Gift of Life Donation Program
Many people achieve an added level of selfless satisfaction when preplanning by combining organ donation with cremation. The donation procedure consists of filling out and carrying a donor card which conforms to the Uniform Anatomical Gift Act. Potential donors must also remember to make their loved ones aware of their wishes because surgeons cannot harvest organs for transplant if the surviving next of kin does not agree with the decision of the deceased.
A teenage recipient of two corneal transplants expressed her appreciation by means of a “Dear Abby” letter:
“I want to address my unknown donors: I never knew you, yet your generosity changed my life. You died, yet a part of you still lives. You gave of yourself. It was the last thing you gave, and you gave it to someone you didn’t even know. My life is so different because of you. Every day I am reminded of the gift you gave me. With the help of God you created a miracle – the miracle of sight.”

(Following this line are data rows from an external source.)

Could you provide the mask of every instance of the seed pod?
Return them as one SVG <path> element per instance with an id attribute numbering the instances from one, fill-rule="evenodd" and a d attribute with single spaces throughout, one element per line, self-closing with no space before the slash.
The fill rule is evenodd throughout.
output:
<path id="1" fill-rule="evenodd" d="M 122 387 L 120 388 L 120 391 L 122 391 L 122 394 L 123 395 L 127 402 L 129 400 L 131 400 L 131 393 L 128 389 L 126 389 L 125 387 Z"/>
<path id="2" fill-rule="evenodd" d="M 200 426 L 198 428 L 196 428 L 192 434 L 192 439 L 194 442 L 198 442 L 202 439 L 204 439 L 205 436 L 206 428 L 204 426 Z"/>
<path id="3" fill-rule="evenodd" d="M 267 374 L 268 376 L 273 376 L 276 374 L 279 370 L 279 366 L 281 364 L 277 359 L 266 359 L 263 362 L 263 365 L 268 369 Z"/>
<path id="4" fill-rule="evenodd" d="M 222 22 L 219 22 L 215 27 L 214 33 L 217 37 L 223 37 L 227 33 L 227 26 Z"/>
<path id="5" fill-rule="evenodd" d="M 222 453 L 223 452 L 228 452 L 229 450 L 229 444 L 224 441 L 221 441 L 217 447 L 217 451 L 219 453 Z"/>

Robert Test, in hoping that his deathbed be transformed into a “bed of life” wrote:
“Give my sight to the man who has never seen a sunrise, a baby’s face or love in the eyes of a woman. Give my heart to a person whose own heart has caused nothing but endless days of pain…Give my kidneys to one who depends on a machine to exist from week to week. Take my bones, every muscle, every fiber and nerve in my body and find a way to make a crippled child walk…Burn what is left of me and scatter the ashes to the winds to help the flowers grow. If you must bury something, let it be my faults, my weaknesses and all prejudice against my fellow man. If by chance, you wish to remember me, do it with a kind deed or word to someone who needs you.”
Test, and thousands like him, continue to live in the minds and bodies made better by their poignant preplanning.